D’Harmont lui lança un regard facétieux :
« Allons, allons… Il n’y a aucune honte ! Certains de ces auteurs sont bien plus brillants que le prétendent ces critiques aigris qui ne jurent que par les drames ennuyeux ! J’éprouve un grand plaisir à m’y plonger de temps à autre. Tout au moins, les motivations y sont claires ! Si les magiciens et autres mystiques déchaînent leurs pouvoirs, c’est toujours pour dominer le monde. »
Borée leva les yeux au ciel, agacé :
« Je ne vous ai pas fait venir pour discuter littérature…
— Oh, il existe un rapport, croyez-moi ! »
Malgré l’expression sceptique de l’officier, le comte poursuivit :
« Il y a seulement un siècle, on considérait que la magie, comme tout ce qui relevait du surnaturel, relevait de la sphère démoniaque. Mis à part quelques guérisseurs et adeptes de magie blanche, toute personne qui s’y adonnait était censée damner son âme. Ces dernières décennies ont tout changé : la foi chrétienne a perdu une partie de son emprise et nombre de profanes, que ce soit par recherche d’une nouvelle forme de spiritualité, par désir de puissance ou tout simplement de distraction, se sont penchés sur la magie, le spiritisme et les autres disciplines touchant au surnaturel.
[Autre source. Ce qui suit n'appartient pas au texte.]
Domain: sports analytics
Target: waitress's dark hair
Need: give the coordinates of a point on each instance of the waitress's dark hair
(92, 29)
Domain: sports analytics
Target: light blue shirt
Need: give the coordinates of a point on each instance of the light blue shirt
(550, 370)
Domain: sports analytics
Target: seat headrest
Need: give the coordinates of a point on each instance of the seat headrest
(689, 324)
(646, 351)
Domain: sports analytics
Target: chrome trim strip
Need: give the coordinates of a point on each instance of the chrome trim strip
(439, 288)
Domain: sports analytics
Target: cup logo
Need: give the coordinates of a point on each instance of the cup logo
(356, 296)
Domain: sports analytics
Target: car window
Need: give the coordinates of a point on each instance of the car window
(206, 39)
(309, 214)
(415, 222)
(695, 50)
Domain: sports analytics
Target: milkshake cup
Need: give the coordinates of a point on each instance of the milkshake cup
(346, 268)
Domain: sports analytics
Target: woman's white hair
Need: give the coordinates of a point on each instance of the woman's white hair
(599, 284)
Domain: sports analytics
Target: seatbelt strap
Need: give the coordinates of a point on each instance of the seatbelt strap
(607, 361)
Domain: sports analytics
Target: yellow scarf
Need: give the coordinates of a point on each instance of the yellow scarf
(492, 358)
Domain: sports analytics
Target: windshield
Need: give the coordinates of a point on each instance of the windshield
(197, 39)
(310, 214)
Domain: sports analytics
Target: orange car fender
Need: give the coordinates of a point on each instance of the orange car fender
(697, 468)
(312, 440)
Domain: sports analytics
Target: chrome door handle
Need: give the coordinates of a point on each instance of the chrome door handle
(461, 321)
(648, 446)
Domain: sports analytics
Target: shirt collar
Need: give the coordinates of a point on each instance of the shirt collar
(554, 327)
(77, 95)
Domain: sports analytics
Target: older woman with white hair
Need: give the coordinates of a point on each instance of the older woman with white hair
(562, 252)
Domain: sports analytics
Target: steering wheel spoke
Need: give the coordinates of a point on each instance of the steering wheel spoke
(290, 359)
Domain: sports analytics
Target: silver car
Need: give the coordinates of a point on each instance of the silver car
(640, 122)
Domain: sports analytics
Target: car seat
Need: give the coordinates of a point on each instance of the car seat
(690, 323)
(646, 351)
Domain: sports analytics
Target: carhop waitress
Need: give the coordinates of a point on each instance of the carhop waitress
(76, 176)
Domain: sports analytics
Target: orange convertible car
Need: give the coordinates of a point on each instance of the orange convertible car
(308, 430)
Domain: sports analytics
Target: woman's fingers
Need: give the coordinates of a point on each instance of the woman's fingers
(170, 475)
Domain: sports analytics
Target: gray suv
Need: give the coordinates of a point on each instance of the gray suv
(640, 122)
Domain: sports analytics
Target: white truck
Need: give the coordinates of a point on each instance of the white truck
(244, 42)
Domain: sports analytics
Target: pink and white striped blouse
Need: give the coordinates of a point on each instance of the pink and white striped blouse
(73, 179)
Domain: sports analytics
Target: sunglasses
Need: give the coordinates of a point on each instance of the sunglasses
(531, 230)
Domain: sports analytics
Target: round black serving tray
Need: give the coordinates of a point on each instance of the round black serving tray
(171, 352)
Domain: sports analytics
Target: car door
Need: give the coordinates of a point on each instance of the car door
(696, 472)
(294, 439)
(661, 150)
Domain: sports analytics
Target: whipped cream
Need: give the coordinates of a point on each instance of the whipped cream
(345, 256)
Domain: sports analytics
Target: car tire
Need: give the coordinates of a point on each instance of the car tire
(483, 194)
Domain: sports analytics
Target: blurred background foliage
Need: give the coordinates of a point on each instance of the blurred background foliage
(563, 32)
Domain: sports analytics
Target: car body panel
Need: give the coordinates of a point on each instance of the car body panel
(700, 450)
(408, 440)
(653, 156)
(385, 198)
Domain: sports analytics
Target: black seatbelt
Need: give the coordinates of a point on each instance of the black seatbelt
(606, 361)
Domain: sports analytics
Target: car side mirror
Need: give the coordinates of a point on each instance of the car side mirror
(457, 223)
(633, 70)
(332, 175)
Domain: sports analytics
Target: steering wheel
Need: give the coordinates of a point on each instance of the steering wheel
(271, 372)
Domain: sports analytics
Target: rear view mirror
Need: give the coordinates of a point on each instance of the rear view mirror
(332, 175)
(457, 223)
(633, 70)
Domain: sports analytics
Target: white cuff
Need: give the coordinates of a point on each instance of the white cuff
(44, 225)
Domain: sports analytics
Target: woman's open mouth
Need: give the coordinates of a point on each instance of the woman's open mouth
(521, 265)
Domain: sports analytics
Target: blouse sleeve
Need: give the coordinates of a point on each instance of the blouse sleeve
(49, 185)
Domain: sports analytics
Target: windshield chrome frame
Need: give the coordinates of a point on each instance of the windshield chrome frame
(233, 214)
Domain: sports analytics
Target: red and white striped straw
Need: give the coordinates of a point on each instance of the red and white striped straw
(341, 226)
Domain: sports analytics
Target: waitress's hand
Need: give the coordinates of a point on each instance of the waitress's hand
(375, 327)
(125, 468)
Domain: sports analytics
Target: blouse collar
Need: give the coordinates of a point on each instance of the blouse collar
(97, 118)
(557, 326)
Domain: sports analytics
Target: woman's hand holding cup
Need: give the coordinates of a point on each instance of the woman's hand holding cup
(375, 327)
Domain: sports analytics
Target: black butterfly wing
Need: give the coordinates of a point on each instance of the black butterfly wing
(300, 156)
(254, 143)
L’archéologie et les études antiques ont redécouvert bien des savoirs oubliés, dans divers lieux du monde. Ajoutons à cela l’expansion de nos empires coloniaux et le développement de nos transports qui nous ont mis en contact avec de nouvelles formes de mysticisme… »
D’Harmont marqua une pause pour vérifier que son interlocuteur suivait son propos, avant de reprendre ses explications :
« Il n’y a donc rien d’étonnant à ce que les romans se soient emparés de ces domaines afin de divertir les foules ! Pourtant, vous savez autant que moi que les adeptes des anciennes traditions ont survécu, dans une profonde discrétion… De quel œil pensez-vous qu’ils voient ce monde nouveau ? Sont-ils amusés ? Frustrés ? Révoltés ? Souhaitent-ils récupérer le devant de la scène, pour contrer les amateurs et les charlatans qui ont perverti leur art ? À mon avis, il ne faut pas chercher plus loin la motivation profonde qui guide de tels actes. »
Borée s’était réinstallé dans son fauteuil, le visage pensif :
« Le coupable chercherait donc à prouver qu’il existe encore… cela semble d’autant plus pertinent qu’il ne fait rien pour dissimuler ses actes !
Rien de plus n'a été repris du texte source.